14 Mayıs günü tüm fakültelerde dernek çalışanlarının önderliğinde ve daha önce yapılan toplantılardakinin çok üzerinde bir katılımın gerçekleştiği "paralı eğitime hayır" toplantıları yapıldı. Bu toplantılarda çıkan ortak eğilim, her fakültenin kendi bünyesinde bağımsız çalışmalar yapmalarının yanında ortak bir kampanyanın da tüm fakültelerde yürütülmesi yönündeydi. Kampanyanın, her fakülteden iki temsilciden oluşan ve azınlığın çoğunluğa tabiliği ilkesiyle karar alan ve fakültelerdeki toplantıların önerilerine göre gündemi belirlenen bir koordinasyon komisyonu aracılığıyla yürütülmesi kararlaştırıldı. Koordinasyon komisyonunun kararları doğrultusunda salı günü tüm fakültelerde yoğun katılımın olduğu anfi (derslik) toplantıları yapıldı. Tıp fakültesinde ise toplantı yapılırken dekan yardımcısının beraberinde anfiyi boşaltmak için polis getirmesi havayı gerginleştirdi. Toplantılara yeni katılan öğrencilerin eğiliminin sınıfı boşaltmak yönünde olması ve bu öğrencilerin içerde kalarak direnmek isteyen dernek çalışanı öğrencileri hep birlikte bahçeye inerek orada direnmeye ikna etmelerinden sonra dışarı çıkıldı. Bahçeye inildiğinde kitle katılımı iki katına çıkmıştı. Burada oturma eylemi yapılarak polis-idare işbirliğinin kınandığı konuşmalardan sonra ertesi gün yine aynı şekilde toplanılacağı kararıyla dağılındı. Eylem bittikten sonra birçok insanda ilk defa böyle bir eylemde yer almanın, bir çoğunda da böylesine yoğun bir katılımla eylem yapmanın şaşkınlığı, sevinci ve coşkusu görüldü. (Aynı gün mühendislik fakültesi öğrencileri de caddeye sıralanıp mendil açarak sembolik olarak dilendiler.

Çarşamba günü AÖF Örgün Bölümde polisin gelmesine rağmen, önceki gün söylendiği gibi polis alkışlarla, konuşmalarla ve ona (polise) ithaf edilen bir "türkü"yle protesto edildi. Aynı gün Mühendislik Fakültesinde kalabalık bir katılımla paralı eğitimi protesto forumu yapıldı.

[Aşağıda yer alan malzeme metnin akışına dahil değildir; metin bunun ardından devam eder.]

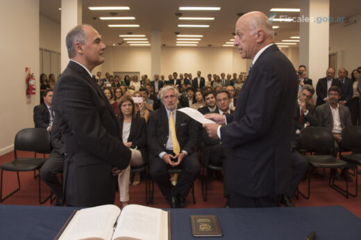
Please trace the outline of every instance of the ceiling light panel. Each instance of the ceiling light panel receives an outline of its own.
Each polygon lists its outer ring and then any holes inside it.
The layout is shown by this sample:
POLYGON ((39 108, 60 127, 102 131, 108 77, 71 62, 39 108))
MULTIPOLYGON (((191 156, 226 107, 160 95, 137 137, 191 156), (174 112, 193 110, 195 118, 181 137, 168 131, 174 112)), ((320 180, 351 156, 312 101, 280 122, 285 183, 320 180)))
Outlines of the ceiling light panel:
POLYGON ((130 10, 129 7, 89 7, 90 10, 130 10))
POLYGON ((179 7, 180 10, 196 10, 196 11, 218 11, 221 10, 219 7, 179 7))

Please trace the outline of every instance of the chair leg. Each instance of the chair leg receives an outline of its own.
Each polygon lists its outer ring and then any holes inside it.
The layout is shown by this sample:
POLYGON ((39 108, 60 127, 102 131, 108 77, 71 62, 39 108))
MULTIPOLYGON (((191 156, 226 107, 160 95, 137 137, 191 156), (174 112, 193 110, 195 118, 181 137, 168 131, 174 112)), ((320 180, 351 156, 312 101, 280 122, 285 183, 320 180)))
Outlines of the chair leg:
POLYGON ((18 185, 17 189, 16 190, 13 191, 12 192, 11 192, 7 196, 6 196, 5 198, 3 198, 3 170, 1 169, 1 179, 0 181, 1 182, 0 182, 0 202, 3 202, 4 200, 6 200, 8 197, 10 197, 12 194, 14 194, 15 193, 16 193, 19 190, 20 190, 20 177, 19 177, 19 172, 17 171, 16 173, 17 175, 17 185, 18 185))
POLYGON ((51 192, 49 195, 48 195, 44 200, 42 200, 42 189, 41 189, 42 179, 41 179, 40 175, 39 175, 38 177, 39 177, 39 204, 43 204, 44 202, 47 202, 48 200, 48 199, 51 200, 51 196, 53 195, 53 193, 51 192))

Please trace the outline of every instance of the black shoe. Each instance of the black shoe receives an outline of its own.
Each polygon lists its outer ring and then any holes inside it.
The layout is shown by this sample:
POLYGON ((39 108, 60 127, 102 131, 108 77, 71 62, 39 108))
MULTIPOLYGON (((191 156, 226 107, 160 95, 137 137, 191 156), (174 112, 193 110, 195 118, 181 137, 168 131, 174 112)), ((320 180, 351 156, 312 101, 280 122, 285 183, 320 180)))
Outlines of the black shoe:
POLYGON ((291 199, 289 199, 289 197, 287 195, 283 195, 280 198, 280 203, 285 207, 294 207, 294 205, 291 201, 291 199))
POLYGON ((178 207, 185 207, 185 198, 180 193, 177 194, 177 199, 178 202, 178 207))
POLYGON ((352 177, 350 175, 350 173, 349 173, 349 169, 344 168, 341 171, 341 177, 347 182, 352 182, 352 177))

Perşembe günü AÖF Örgün Bölüme destek amacıyla her fakülteden temsilcilerin konuşma yaptığı, müzik dinletisinden sonra coşkulu bir halay çekildi.

Cuma günü Anadolu Üniversitesinde pek rastlanmayan ve bin kişilik bir katılımla yemek boykotu ve "paralı eğitime hayır", "Yaşasın Özerk Demokratik Üniversite" sloganlarının atıldığı coşkulu bir yürüyüş yapıldı, ikinci hafta Salı günü fakülte bazındaki çalışmalara ve önceki hafta başlatılan imza kampanyasına devam edilirken, çarşamba günü oluşturulacak dayanışma zincirinin propagandası yapıldı.

Çarşamba günü ise "ya iyi olmazsa" endişesi içinde başlatılan eylemdeki katılım "Paralı Eğitime Karşı Dayanışma Zinciri" pankartının da açılmasıyla bir anda 2000 kişinin üzerine çıktı. Daha sonra zincir sloganlı yürüyüşe dönüştürüldü ve "Paralı eğitime hayır, Eğitim hakkımız engellenemez, Yaşasın Özerk Demokratik Üniversite" sloganları atıldı. Paralı eğitim kararnamesine ilişkin değerlendirilmesi sorulmak üzere Rektörlüğe gidildi ancak rektörün bulunmaması üzerine yardımcısıyla görüşüldü. Konuyu senatoya götüreceğine dair söz alındıktan sonra yürüyüş halinde başlangıç yerine dönüldü.

Bu eylemden sonra (koordinasyon insiyatifi dışında) açlık grevi yapmak isteyen 28 kişi gözaltına alındı. Perşembe günü yapılan toplantılarda açlık grevi eyleminin sürece uygun düşmemesinin yanında, koordinasyon insiyatifi dışında yapılmış olsa da kampanya içerisinde gözaltıların protesto edilmesi kararı alındı.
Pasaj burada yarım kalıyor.